By Tazia Oxendine and Skylar Peitsch
Grades 7 and 8, NCSS
Earlier this year, Mrs. Higgins’ class, specifically the two of us, conducted a lesson using eggs. We learned about and then taught our classmates about energy. Everyone designed a device prototype that would catch an egg from a certain height, and protect the egg, and keep it from breaking using only one sheet of construction paper, four pieces of printer paper, one foot of tape, and a ruler. We compared the catching device to helmets, knee pads, band-aids, mouth guards, and boxing gloves, etc. We compared them because a helmet keeps you safe if you fall, so a student’s egg device should keep an egg safe if it were to fall. We discussed ideas concerning physical protection to human beings and other objects, the attributes of design, engineering design, the role of troubleshooting product design, the abilities to apply the design process, and how to create a device that can catch an egg dropped from a height without the egg breaking. We learned all about kinetic energy, potential energy, mechanical energy, thermal energy, gravitational potential energy, friction, gravity, and speed.
We even got to use a plumb-bob (a weight, usually with a pointed tip on the bottom, that is suspended from a string and used as a vertical reference line, or plumb-line) to show us where our eggs will drop into our protection device, but in the beginning we couldn’t use a plumb-bob, because we had to test the eggs outside, and there wasn’t a place to attach one. During testing, Skylar and I missed our prototype the majority of the time. In addition to the egg-drop activity, we also made eggs without the shell, otherwise known as naked eggs, by soaking them in vinegar for 24 hours. When you leave an egg sit in vinegar, the shell dissolves. Vinegar contains acetic acid, which breaks apart the solid calcium carbonate crystals that make up the eggshell into their calcium and carbonate parts. The calcium ions float free (calcium ions are atoms that are missing electrons), while the carbonate goes to make carbon dioxide—the bubbles that you see.

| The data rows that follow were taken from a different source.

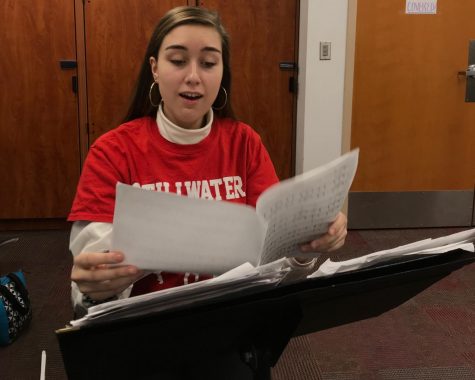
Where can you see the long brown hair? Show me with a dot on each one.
(140, 104)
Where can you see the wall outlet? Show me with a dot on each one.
(325, 51)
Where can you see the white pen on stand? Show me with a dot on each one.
(43, 365)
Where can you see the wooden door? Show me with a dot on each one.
(117, 33)
(39, 143)
(263, 34)
(410, 119)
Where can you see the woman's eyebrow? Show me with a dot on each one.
(181, 47)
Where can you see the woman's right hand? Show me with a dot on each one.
(97, 279)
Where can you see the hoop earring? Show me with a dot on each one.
(150, 94)
(225, 100)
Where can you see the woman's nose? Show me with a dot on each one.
(192, 77)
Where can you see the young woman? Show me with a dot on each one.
(179, 130)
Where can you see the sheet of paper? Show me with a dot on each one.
(161, 231)
(301, 208)
(460, 240)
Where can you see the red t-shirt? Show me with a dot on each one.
(230, 164)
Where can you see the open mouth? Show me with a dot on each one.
(191, 96)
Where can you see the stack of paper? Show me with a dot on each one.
(460, 240)
(241, 279)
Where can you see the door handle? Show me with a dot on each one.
(67, 64)
(470, 72)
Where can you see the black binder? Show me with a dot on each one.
(244, 334)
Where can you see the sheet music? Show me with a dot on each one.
(301, 208)
(161, 231)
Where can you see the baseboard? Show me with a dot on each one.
(412, 209)
(34, 224)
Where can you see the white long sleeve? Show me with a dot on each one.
(89, 237)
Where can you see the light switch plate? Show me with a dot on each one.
(325, 51)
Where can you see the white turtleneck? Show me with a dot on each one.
(179, 135)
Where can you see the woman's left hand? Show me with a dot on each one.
(332, 240)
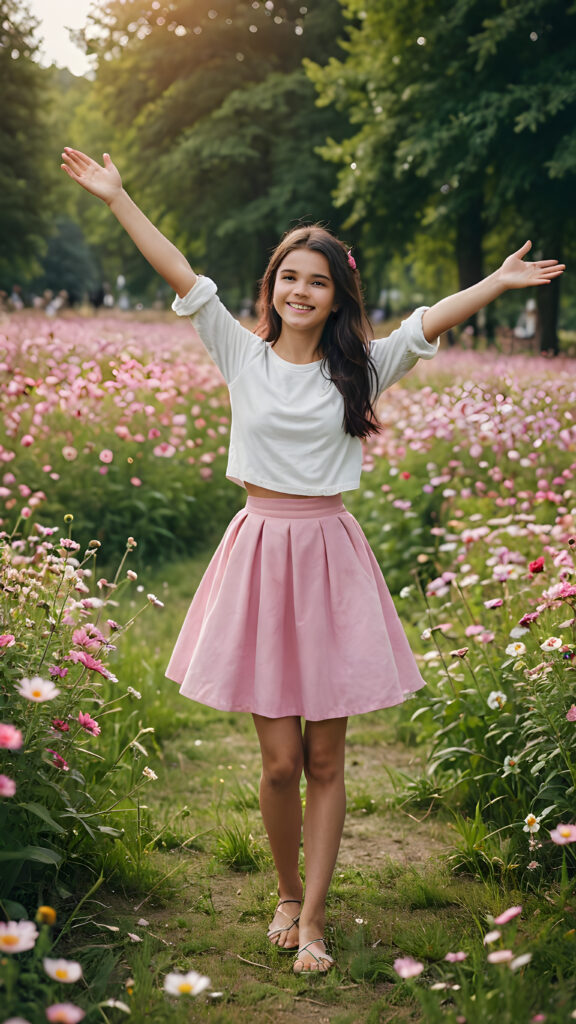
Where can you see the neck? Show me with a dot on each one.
(299, 346)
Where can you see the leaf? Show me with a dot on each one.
(41, 812)
(42, 854)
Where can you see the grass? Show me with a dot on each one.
(193, 879)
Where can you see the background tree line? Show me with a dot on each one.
(433, 135)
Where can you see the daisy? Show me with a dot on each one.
(38, 689)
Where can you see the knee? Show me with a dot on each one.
(282, 772)
(324, 768)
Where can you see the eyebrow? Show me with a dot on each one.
(287, 269)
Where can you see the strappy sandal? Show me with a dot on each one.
(319, 960)
(273, 932)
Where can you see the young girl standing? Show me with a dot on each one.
(292, 619)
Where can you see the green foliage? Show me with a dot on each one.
(25, 184)
(196, 96)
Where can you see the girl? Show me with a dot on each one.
(292, 619)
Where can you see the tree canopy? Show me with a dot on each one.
(463, 114)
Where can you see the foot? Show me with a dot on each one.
(313, 958)
(283, 931)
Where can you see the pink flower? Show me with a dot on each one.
(506, 915)
(65, 1013)
(406, 967)
(164, 450)
(7, 786)
(10, 737)
(88, 637)
(59, 726)
(92, 664)
(55, 671)
(564, 834)
(88, 724)
(57, 760)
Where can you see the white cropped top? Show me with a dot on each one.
(287, 430)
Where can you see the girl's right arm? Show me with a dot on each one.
(106, 183)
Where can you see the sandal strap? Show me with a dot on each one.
(324, 955)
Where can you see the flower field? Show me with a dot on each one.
(113, 438)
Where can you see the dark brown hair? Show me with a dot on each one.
(345, 339)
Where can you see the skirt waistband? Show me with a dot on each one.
(296, 508)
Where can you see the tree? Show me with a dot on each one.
(25, 180)
(463, 114)
(218, 121)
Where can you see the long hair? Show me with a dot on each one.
(345, 340)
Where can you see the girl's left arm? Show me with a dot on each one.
(512, 273)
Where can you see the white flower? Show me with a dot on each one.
(62, 970)
(521, 961)
(186, 984)
(38, 689)
(17, 936)
(500, 956)
(496, 699)
(516, 649)
(552, 643)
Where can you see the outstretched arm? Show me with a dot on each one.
(106, 183)
(512, 273)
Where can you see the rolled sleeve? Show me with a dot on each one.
(396, 355)
(202, 290)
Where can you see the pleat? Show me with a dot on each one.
(293, 616)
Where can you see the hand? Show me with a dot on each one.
(101, 181)
(516, 273)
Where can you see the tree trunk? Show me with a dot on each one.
(547, 298)
(469, 232)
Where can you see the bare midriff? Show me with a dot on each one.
(255, 492)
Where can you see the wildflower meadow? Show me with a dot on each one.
(135, 882)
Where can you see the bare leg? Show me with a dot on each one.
(282, 749)
(324, 821)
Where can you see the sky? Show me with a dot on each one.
(55, 16)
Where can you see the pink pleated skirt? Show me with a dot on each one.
(293, 616)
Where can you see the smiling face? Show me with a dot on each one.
(303, 291)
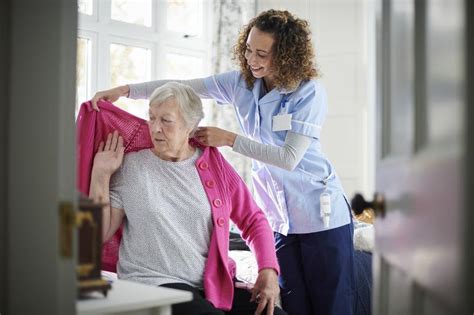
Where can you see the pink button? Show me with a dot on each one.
(210, 183)
(217, 202)
(220, 221)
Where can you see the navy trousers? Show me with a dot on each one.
(317, 276)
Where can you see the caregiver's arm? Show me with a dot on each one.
(144, 90)
(286, 156)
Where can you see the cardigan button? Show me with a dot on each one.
(220, 221)
(217, 202)
(210, 183)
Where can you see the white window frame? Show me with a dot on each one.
(102, 30)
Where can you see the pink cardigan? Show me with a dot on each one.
(227, 194)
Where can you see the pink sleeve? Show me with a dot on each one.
(251, 220)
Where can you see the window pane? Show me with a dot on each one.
(83, 63)
(184, 16)
(132, 11)
(85, 6)
(130, 64)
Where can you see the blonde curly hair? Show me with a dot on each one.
(293, 55)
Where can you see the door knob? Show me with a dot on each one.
(358, 204)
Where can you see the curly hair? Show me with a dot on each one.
(293, 55)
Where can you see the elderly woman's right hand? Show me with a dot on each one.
(110, 95)
(109, 157)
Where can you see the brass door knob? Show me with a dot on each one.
(358, 204)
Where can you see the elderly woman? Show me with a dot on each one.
(176, 200)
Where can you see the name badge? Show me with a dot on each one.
(281, 122)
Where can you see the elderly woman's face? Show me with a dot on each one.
(168, 129)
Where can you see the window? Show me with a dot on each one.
(130, 41)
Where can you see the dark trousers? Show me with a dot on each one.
(317, 276)
(241, 304)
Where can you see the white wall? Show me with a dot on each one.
(343, 33)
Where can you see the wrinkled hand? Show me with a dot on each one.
(215, 137)
(266, 291)
(109, 157)
(109, 95)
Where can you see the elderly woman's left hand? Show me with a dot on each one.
(215, 137)
(266, 291)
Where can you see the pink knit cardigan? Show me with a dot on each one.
(227, 194)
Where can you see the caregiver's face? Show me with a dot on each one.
(168, 129)
(259, 53)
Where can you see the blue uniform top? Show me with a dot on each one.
(290, 199)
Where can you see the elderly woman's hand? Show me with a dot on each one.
(266, 291)
(110, 95)
(109, 156)
(215, 137)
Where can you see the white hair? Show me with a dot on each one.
(187, 100)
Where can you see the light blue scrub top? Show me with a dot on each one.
(290, 199)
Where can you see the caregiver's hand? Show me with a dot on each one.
(110, 95)
(215, 137)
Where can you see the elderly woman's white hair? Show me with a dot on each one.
(187, 100)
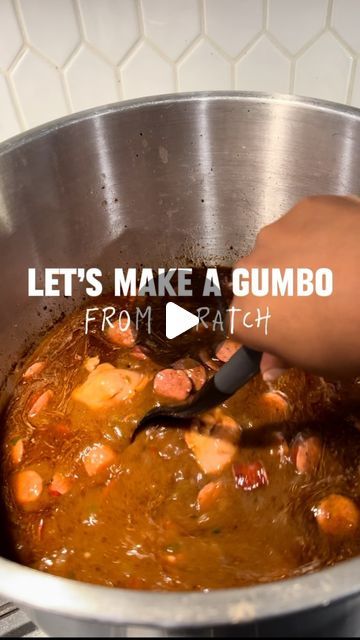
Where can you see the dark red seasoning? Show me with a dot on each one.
(250, 476)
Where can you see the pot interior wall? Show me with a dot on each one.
(163, 182)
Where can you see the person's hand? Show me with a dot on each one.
(317, 334)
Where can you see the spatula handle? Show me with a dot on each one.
(241, 367)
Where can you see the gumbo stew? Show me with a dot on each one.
(265, 487)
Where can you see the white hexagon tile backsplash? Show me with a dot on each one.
(61, 56)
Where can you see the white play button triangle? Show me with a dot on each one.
(178, 320)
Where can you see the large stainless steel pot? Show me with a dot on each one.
(159, 181)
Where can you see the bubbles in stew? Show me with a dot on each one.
(265, 487)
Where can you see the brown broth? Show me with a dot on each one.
(137, 523)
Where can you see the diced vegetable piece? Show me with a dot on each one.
(221, 425)
(33, 370)
(226, 349)
(212, 454)
(97, 458)
(337, 516)
(275, 404)
(250, 476)
(17, 451)
(28, 486)
(306, 453)
(106, 386)
(122, 333)
(173, 384)
(60, 485)
(90, 364)
(208, 495)
(194, 370)
(41, 403)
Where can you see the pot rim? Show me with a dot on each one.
(254, 97)
(182, 609)
(244, 605)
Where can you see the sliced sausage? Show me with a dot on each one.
(97, 458)
(121, 334)
(337, 516)
(60, 484)
(212, 454)
(226, 349)
(306, 453)
(41, 403)
(194, 370)
(28, 486)
(250, 476)
(173, 384)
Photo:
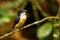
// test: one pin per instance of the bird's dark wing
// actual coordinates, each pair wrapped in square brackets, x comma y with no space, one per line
[16,21]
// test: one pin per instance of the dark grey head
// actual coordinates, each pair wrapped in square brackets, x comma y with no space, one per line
[21,11]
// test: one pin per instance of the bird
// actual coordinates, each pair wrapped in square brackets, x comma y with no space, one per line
[20,18]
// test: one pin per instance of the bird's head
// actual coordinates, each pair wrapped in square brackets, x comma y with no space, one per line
[21,12]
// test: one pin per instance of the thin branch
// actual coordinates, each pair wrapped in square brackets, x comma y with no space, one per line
[27,26]
[58,14]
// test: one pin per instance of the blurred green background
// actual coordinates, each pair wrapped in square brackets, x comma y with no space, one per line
[37,10]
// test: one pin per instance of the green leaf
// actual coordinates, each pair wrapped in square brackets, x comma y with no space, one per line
[44,30]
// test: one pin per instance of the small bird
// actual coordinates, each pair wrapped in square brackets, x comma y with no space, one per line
[20,19]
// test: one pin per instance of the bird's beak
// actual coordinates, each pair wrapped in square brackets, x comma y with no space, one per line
[25,10]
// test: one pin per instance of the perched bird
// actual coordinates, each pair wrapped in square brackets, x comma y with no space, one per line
[20,19]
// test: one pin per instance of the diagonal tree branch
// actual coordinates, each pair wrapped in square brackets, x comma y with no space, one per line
[27,26]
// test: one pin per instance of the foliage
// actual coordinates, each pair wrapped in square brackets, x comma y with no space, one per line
[40,9]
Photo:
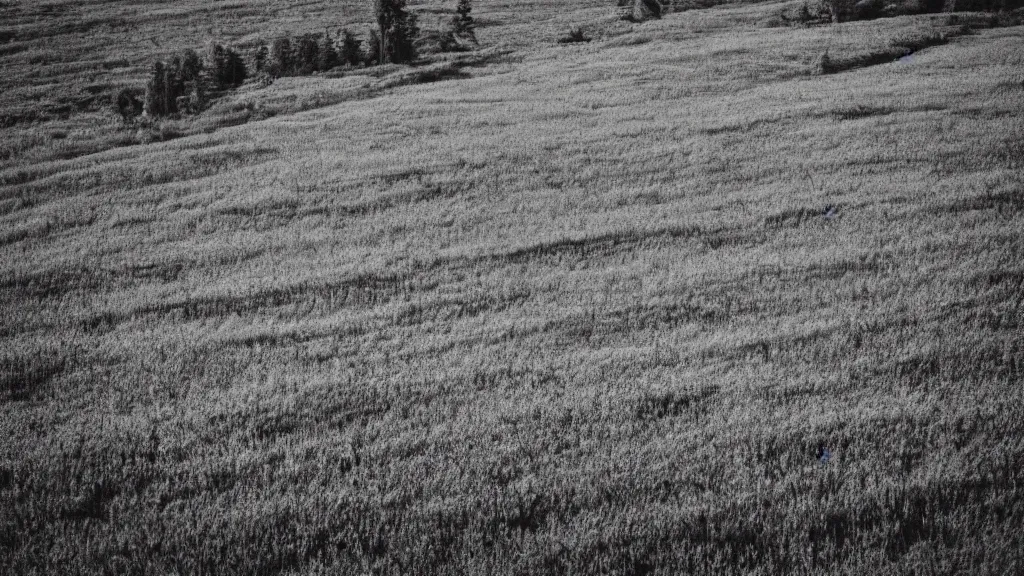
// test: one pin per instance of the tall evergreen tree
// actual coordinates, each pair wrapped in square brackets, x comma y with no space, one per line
[329,53]
[281,57]
[463,24]
[397,29]
[351,50]
[260,58]
[372,56]
[233,73]
[155,91]
[307,54]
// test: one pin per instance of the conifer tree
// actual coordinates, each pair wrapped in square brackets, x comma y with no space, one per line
[397,30]
[351,50]
[328,53]
[155,91]
[281,57]
[463,24]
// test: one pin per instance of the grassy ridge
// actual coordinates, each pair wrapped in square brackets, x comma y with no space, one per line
[580,314]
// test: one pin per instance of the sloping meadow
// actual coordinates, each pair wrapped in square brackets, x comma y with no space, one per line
[599,313]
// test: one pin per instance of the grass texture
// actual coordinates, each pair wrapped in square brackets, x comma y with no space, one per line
[573,311]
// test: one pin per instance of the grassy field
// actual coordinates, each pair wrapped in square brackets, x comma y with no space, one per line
[574,311]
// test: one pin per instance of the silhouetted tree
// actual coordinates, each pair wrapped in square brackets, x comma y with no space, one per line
[463,24]
[307,54]
[397,30]
[156,104]
[328,53]
[260,58]
[351,51]
[281,57]
[372,56]
[227,68]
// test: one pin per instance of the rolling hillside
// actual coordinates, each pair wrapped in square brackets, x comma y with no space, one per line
[591,309]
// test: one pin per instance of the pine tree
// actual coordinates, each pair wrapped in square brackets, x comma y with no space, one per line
[329,53]
[397,28]
[260,57]
[307,54]
[463,24]
[155,91]
[128,106]
[351,51]
[281,57]
[233,73]
[372,56]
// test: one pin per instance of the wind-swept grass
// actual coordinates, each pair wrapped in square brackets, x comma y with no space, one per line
[583,312]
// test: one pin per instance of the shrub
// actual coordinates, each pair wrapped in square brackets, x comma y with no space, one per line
[574,35]
[838,10]
[640,10]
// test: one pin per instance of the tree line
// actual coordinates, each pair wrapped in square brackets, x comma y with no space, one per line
[184,84]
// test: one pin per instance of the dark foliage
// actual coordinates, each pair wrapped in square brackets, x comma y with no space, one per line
[351,49]
[282,60]
[307,54]
[372,55]
[397,31]
[639,10]
[328,54]
[463,25]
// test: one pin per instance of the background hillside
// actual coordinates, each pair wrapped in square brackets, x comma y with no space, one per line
[573,310]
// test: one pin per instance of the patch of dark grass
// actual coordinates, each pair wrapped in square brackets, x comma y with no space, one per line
[22,376]
[654,405]
[574,36]
[859,111]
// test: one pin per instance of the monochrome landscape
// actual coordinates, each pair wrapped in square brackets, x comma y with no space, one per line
[531,287]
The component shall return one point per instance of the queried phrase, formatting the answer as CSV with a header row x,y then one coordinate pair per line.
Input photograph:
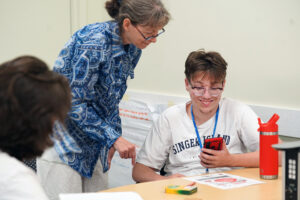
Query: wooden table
x,y
271,189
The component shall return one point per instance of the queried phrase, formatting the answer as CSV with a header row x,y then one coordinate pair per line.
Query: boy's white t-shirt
x,y
173,140
18,182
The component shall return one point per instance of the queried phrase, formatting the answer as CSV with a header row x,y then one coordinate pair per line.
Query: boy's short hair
x,y
211,63
31,98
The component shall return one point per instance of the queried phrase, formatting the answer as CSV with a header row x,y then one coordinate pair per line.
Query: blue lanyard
x,y
196,129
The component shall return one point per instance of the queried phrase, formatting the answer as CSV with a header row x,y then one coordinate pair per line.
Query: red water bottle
x,y
268,157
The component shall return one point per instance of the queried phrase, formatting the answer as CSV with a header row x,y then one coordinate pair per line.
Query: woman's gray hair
x,y
143,12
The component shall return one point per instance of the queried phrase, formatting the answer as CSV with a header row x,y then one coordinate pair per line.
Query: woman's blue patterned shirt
x,y
97,66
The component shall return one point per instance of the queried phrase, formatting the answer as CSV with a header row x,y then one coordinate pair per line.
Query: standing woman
x,y
97,61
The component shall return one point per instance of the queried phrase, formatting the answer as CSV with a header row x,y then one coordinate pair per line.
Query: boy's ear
x,y
186,84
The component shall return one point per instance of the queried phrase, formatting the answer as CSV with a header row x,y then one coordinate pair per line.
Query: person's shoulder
x,y
174,110
7,163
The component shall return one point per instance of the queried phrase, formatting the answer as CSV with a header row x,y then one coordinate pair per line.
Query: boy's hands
x,y
215,158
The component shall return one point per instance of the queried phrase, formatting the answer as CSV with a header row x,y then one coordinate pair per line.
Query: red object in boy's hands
x,y
213,143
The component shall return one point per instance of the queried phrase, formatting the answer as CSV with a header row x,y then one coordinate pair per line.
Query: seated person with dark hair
x,y
177,137
32,98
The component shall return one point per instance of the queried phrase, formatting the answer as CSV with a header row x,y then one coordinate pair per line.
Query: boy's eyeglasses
x,y
200,91
151,37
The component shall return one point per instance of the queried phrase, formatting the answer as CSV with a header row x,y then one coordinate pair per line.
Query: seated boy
x,y
31,98
173,141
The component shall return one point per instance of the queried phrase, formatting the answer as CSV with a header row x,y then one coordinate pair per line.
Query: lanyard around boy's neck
x,y
196,129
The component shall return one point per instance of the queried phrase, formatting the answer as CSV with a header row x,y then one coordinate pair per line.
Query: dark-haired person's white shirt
x,y
173,141
17,181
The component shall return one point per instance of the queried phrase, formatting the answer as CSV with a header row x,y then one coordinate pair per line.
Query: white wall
x,y
34,27
260,40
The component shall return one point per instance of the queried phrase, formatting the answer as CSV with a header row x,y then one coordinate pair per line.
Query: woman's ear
x,y
126,24
224,84
186,84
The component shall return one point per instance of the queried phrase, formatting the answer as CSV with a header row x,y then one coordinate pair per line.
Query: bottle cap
x,y
270,126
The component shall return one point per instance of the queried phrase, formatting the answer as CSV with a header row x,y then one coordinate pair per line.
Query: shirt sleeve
x,y
155,150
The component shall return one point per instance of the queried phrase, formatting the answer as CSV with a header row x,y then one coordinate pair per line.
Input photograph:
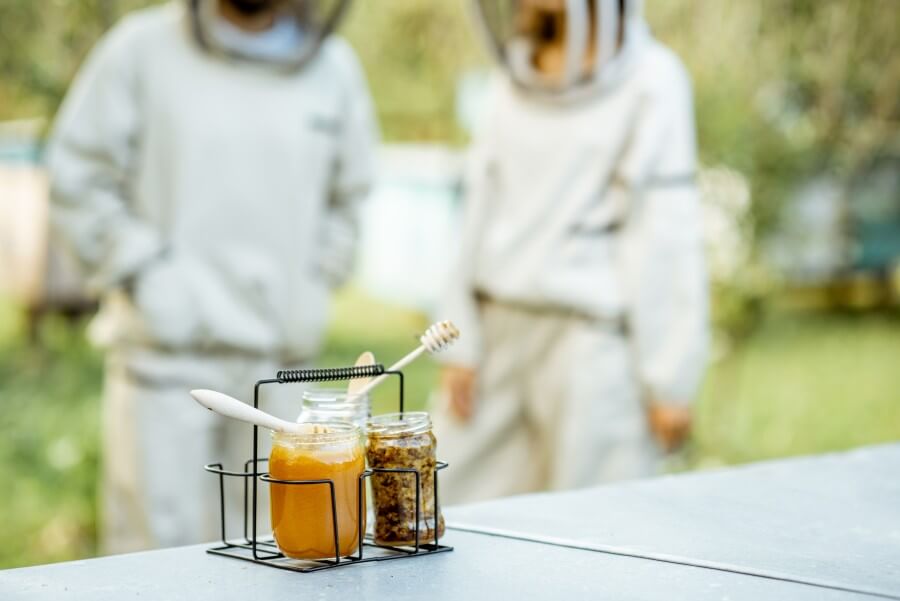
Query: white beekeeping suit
x,y
581,290
208,180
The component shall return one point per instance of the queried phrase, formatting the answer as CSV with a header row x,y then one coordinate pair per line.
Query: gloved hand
x,y
458,383
669,423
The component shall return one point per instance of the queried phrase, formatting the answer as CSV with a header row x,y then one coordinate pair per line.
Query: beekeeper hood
x,y
563,49
300,28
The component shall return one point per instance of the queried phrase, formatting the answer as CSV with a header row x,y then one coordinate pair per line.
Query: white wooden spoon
x,y
239,410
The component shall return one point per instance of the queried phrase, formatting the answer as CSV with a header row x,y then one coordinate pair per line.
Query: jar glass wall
x,y
301,513
403,440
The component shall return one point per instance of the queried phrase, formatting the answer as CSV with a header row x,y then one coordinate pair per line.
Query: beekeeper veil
x,y
299,30
563,49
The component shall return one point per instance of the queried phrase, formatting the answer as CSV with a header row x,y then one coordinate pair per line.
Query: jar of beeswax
x,y
301,513
403,440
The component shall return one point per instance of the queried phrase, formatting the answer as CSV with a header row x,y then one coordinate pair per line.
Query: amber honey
x,y
301,513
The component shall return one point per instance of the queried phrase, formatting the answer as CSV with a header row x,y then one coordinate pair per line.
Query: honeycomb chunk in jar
x,y
403,440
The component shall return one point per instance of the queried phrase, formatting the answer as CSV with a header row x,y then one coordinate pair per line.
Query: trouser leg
x,y
156,440
490,455
598,430
154,443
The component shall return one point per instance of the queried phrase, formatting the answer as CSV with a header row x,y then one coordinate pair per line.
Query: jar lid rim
x,y
332,395
392,424
321,432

My favorite part of the whole project was when we created naked eggs, and when we got to finally drop eggs with the whole class; we were laughing and having so much fun! The team most successful in the egg-drop was the team formed of Hannah Rumney and Grace Lopez; their egg made it through to the third round without it cracking. It was funnel shaped and wide enough to catch the egg and had some extra padding in the bottom. When the egg dropped, the device bent slightly but was repairable. They worked really well together to create something that would protect the egg without malfunctioning.
We really enjoyed doing this project. It was a great learning experience for everyone in the class, and we all had fun.